Percy Donaghay is a Senior Marine Research Scientist at the University of Rhode Island’s Graduate School of Oceanography. He received a B.A. degree in Biology from the University of Delaware and a M.S. and a Ph.D. in Biological Oceanography from Oregon State University. His research is focused on understanding how physical-biological, biological-biological and chemical-biological interactions operating at fine to meso-scales control the dynamics and impacts of plankton patches. He has been particularly interested in thin layers of phytoplankton and zooplankton. These layers range in thickness from 12 centimeters to a few meters, yet can extend horizontally for kilometers, persist for hours to months, and dramatically impact the dynamics of plankton populations and the performance of optical and acoustical sensors. His research has involved (1) the development of testable models of the underlying processes and interactions, (2) collaboration with engineers and optical, acoustical, and chemical oceanographers in the development of new instruments, calibration methods, and deployment techniques need to simultaneously sample physical, chemical and biological structures and processes at centimeter scales, and (3) an observational program designed to test thin layer models in the field and quantify their patterns of occurrence and persistence in a variety of coastal environments. These efforts have recently culminated in the ONR Layered Organization of the Coastal Ocean (LOCO) experiments conducted in Monterey Bay in 2005 and 2006. Dr. Donaghay also has served on a series of national and international committees involved in developing research programs such as LOCO, ECOHAB, GEOHAB and ORION. These efforts have involved helping develop the scientific framework for these programs and helping evaluate new technologies that are crucial to their success.
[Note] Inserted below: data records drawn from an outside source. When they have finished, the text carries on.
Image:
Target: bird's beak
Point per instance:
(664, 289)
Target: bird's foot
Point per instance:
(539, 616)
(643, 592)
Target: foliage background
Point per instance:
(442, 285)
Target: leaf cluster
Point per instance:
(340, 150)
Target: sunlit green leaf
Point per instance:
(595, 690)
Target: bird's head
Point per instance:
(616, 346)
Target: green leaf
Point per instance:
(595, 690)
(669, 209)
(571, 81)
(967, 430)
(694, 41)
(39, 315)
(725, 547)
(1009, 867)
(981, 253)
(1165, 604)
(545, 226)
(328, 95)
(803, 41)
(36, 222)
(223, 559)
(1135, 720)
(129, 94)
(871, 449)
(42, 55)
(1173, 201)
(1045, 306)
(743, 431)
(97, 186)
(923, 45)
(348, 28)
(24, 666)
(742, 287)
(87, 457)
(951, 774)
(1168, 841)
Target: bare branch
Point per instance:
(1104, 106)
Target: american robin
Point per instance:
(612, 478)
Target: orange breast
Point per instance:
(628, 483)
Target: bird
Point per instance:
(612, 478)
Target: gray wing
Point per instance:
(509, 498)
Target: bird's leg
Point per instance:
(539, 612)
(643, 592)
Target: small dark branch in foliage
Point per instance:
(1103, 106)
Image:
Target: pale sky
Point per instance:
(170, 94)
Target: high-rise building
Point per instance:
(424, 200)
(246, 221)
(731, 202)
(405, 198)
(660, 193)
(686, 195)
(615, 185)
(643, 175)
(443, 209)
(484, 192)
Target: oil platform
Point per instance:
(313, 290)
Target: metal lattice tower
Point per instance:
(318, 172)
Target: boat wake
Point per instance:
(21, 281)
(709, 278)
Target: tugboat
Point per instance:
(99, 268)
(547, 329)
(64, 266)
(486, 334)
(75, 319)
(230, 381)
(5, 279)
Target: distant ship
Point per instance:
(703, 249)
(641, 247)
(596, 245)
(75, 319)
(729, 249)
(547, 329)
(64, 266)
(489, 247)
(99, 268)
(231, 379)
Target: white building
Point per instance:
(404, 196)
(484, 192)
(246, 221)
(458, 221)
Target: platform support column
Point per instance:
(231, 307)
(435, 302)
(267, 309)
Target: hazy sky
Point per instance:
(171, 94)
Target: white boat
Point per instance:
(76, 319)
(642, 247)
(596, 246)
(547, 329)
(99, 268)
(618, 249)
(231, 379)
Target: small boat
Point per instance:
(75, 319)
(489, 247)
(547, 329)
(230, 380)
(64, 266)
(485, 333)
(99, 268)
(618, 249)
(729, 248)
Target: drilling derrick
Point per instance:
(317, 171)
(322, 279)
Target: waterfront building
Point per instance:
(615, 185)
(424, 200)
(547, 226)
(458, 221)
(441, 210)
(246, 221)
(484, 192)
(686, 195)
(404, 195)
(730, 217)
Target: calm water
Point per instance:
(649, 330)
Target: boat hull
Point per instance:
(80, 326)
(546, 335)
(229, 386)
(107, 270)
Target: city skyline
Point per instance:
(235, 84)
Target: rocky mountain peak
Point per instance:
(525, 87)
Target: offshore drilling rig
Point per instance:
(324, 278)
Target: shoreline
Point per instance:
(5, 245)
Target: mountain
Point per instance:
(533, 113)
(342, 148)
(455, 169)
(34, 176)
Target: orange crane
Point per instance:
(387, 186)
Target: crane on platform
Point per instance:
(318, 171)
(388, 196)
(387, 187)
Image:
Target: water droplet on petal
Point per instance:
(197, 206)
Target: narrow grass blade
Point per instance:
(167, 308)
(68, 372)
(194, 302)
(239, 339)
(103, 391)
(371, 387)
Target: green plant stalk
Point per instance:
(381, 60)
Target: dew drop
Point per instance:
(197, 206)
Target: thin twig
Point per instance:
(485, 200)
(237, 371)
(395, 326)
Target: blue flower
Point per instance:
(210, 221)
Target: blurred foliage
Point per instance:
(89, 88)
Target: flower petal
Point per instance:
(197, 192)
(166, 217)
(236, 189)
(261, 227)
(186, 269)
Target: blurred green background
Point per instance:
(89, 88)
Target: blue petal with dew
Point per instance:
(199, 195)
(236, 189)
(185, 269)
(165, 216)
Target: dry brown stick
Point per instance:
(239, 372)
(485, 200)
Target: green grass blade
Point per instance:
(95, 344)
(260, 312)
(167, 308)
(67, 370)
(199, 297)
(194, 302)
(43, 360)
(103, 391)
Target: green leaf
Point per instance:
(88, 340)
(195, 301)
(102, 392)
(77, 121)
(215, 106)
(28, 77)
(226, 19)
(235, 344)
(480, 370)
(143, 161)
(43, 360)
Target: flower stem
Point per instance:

He has recently been elected to the applied technology position on the TOS council.

ABSTRACT

EVOLUTION OF PROFILING SYSTEMS FOR UNDERSTANDING THE CHARACTERISTICS, DISTRIBUTIONS, DYNAMICS AND IMPACTS OF THIN PLANKTON LAYERS IN STRATIFIED WATERS

Percy L. Donaghay, Graduate School of Oceanography, University of Rhode Island, Narragansett, USA 02882

For many years, one of the central paradigms in oceanography was that small scale mixing processes in the upper ocean were sufficiently strong and equal in all directions that biological, chemical and optical layers less than a few meters thick would be rapidly dispersed and thus could be ignored in both sampling and modeling upper ocean biological, chemical and optical dynamics. Although it is extremely difficult to sample at these scales using standard oceanographic CTDs, bottles and nets, recent improvements in optical sensors and deployment techniques now allow both ship-deployed slow-drop and autonomous bottom-up profilers to simultaneously collect decimeter or better resolution profiles of physical, chemical, optical and acoustical structure in the coastal ocean.  The resulting data has challenged the generality of the paradigm by demonstrating that previously unresolved optical thin layers ranging in thickness from 12cm to a few meters can develop in stratified waters, persist for hours to days, extend horizontally for hundreds of meters to kilometers, and be sufficiently intense to alter the interpretation of optical measurements and impact a wide variety of biological and bio-geochemical processes. The detection of such thin layers raises five important questions: (1) what are their properties and patterns of occurrence;  (2) what are their temporal and spatial scales; (3) what are the mechanisms that control the formation, maintenance and dissipation; (4) what are their impacts, and (5) how do the above vary between coastal systems that differ in physical size, exposure to physical forcing, and susceptibility to advective inputs? Herein, we will first summarize the science drivers, then discuss how slow-drop and autonomous bottom-up profiling techniques have been developed to sample at the critical scales needed to address thin layer questions.  In the final section, we will discuss the limitations and potential future evolution of these techniques.